Choose the right database:
- balanced workload or heavy-read or heavy-write?
- throughput, does it fluctuate or something predictable
- how much data to store, how long? average object size
- data durability
- latency requirement
- data model
- strong schema or flexible, SQL or NoSQL
- License costs
Database types which are supported by AWS:
- Relational Database
- RDS
- Postgres
- MySQL
- MariaDB
- Oracle
- Microsoft SQL Server
- Aurora (* AWS Proprietary database)
- RDS
- NoSQL
- DynamoDB (~ JSON)
- ElastiCache (key-value pairs)
- Neptune (graphs) - no joins, no SQL
- Object Store (“sort of”)
- S3
- Glacier
- Data Warehouse
- Redshift
- Athena (query data in S3 using SQL, so “sort of”)
RDS Overview
RDS is a managed service:
- Automated provisioning, OS patching
- Continuous backups and restore to specific timestamp (Point in Time Restore)
- Monitoring dashboard
- Read replicas for improved read performance
- Multi-AZ setup for Disaster Recovery
- Maintenance windows for upgrades
- Scaling capability (vertical and horizontal)
- Storage backed by EBS (gp2 or io1)
BUT, you cannot SSH into your instances
There are two important features for RDS
- Multi-AZ: this is for “Disaster Recovery”
- Read Replicas: this is for “Improving Performance”
OLTP vs OLAP
OLAP is for Data Warehousing on AWS (a different type of architecture both from a database perspective and infrastructure layer)
ElasticCache
This is a service for a web app, it is easy to deploy, operate, and scale an in-memory cache in the cloud.
It speeds up the performance of existing databases’ frequent identical queries
RedShift
This is for BI / Data warehousing -> OLAP usage
Relational Database
- RDS runs on a virtual machine, but you cannot ssh to it
- RDS is NOT serverless, BUT Aurora Serverless IS Serverless
RDS - Backups, Multi-AZ & Read Replicas
Backups
There are two types of Backups for RDS
- Automated Backups
- Database Snapshots
Automated Backups
It allows users to recover your database to any point in time within a “Retention Period”, this is around 7 ~ 35 days.
Automated backup is enabled by default, the backup data is stored in S3, meanwhile, the size of your RDS is equal to the size of S3
Automated backups:
- Daily full backup of the database (during the maintenance window)

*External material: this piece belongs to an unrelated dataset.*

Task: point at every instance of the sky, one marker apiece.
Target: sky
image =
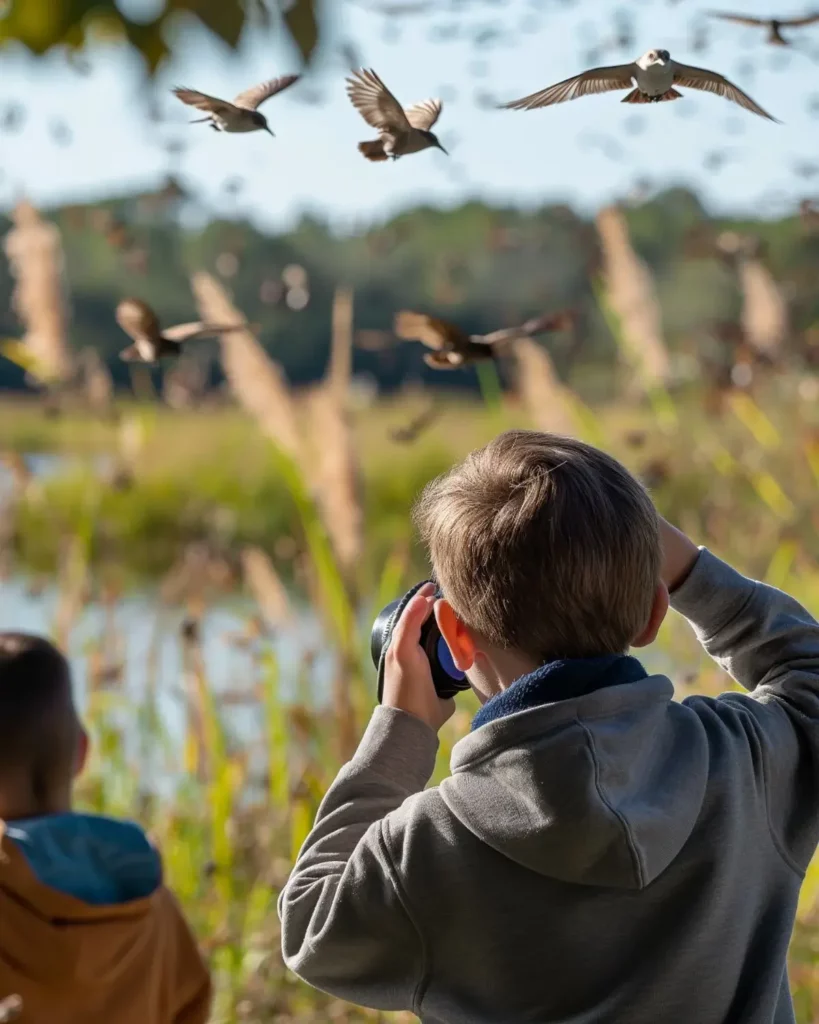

- Transaction logs are backed-up by RDS every 5 minutes
- This gives the ability to restore to any point in time (from oldest back-up to 5 minutes ago)
Database Snapshot
Database Snapshot is stored even after you delete the original RDS Instance
But it is manually triggered by the user, and retention of backup for as long as you want
Multi-AZ
- It has only one DNS name, automatic app failover to standby, no manual intervention in apps
- This is an exact copy of your production database in
another AZ
- Automatically synchronized when your prod database is written to
- In the event of the following:
- planned database maintenance
- DB instance failure
- AZ failure
- Network failure
This is only for Disaster Recovery, increase availability
Read Replicas
This allows you to have a read-only copy of your production database.
This is achieved by using asynchronously replication from the primary RDS Instance to the Read Replicas. It is better for those databases with heavy read workloads
Read replicas are used for SELECT (or read) the only kind of tasks, not INSERT, DELETE or UPDATE
Be careful of the difference between Read Replicas and the previous database backup methods
- Read Replica is for scaling, for performance improvements
- To use Read Replicas, you should turn on the setting for "Automated Backups"
- You can have up to 5 Read replicas of any database
- You can even have Read replicas of Read replicas
- Each Read replicas has its Endpoint
- Read replicas can be prompted to be their database, but replications won't work
Read Replicas - Network Cost
In AWS, there is a network cost when data goes from one AZ to another, so to reduce cost, you can have your Read Replicas in the same AZ
RDS Securities
Encryptions
This is achieved by using AWS KMS (Key Management Service), once the encryption is on, the followings are encrypted:
- data underlying storage
- automated backups
- read replicas
- database snapshots
Whenever you restore either an Automated Backup or Database Snapshot, the restored version of the database will be a new RDS instance with a new DNS endpoint
At rest encryption and In-flight encryption
At rest encryption
We can encrypt the primary DB and read replicas with AWS KMS - AES - 256 encryption, this has to be defined at launch time.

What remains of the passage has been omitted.